Sync agent state by shipping only the surprise.
An agent's KV-cache, memory, and context are dominated by frozen and appended history — successive states are near-identical. at1 statesync sends the byte-diff from the receiver's prior state and reconstructs the new one byte-for-byte, SHA-verified.
- 9–37×
- fewer bytes than re-sending full state
- byte-exact
- SHA-256-verified reconstruction, or it refuses
- format-agnostic
- works on any serialized state — no tensor assumptions
- grows with runtime
- the longer the agent runs, the bigger the win
KV-cache
Causal attention never rewrites the past — each step appends one block.

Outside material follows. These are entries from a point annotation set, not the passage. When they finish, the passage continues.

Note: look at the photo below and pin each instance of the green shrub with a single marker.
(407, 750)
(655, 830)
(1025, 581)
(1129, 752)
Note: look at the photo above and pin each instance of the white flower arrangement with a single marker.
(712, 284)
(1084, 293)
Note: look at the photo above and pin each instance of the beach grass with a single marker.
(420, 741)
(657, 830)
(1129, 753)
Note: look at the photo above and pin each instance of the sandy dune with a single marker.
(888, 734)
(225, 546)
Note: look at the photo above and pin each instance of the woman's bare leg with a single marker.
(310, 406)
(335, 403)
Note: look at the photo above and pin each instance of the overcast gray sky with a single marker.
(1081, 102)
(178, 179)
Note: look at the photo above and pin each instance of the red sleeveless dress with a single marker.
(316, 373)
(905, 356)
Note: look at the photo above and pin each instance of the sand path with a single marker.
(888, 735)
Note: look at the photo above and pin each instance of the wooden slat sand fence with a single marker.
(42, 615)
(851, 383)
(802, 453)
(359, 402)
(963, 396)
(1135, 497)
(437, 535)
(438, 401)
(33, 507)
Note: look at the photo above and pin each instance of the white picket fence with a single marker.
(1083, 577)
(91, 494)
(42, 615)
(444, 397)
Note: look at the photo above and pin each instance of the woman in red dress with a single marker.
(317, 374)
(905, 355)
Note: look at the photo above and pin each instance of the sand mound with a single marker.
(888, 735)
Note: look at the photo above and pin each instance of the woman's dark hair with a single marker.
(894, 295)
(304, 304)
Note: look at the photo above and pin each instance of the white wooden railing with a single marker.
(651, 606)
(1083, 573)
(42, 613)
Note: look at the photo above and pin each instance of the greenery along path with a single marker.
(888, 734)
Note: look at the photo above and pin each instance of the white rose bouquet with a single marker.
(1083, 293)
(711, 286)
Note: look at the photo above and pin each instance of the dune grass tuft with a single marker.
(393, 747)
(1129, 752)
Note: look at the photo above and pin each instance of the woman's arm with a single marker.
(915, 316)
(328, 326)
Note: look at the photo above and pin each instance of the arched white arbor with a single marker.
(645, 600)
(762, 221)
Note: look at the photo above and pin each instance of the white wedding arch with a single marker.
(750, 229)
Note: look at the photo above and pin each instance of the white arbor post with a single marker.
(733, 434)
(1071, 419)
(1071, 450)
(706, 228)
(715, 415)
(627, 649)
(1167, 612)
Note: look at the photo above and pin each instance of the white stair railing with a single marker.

The delta is that block; the frozen history rides free.
Long-term memory
A running embedding / memory store that mostly appends with a sprinkle of in-place edits — the diff catches both.
Context / scratchpad
An append-only message log plus a small mutable scratchpad — structured, byte-level, still an order of magnitude smaller.
Two commands
# sender: compute the delta from the receiver's prior state at1 statesync diff prev_state.bin cur_state.bin -o delta.bin # receiver: apply the delta -> byte-exact new state (SHA-verified, refuses on mismatch) at1 statesync apply prev_state.bin delta.bin -o cur_state.bin
Honest scope
The win comes from agent state being append-dominated — frozen KV rows, growing logs, mostly-append memory. If your state is regenerated wholesale each step (shuffled, re-embedded end-to-end), the delta approaches the full size and you should just send it. Cold-start (no prior) sends the full state once. Reconstruction is always byte-exact or it refuses.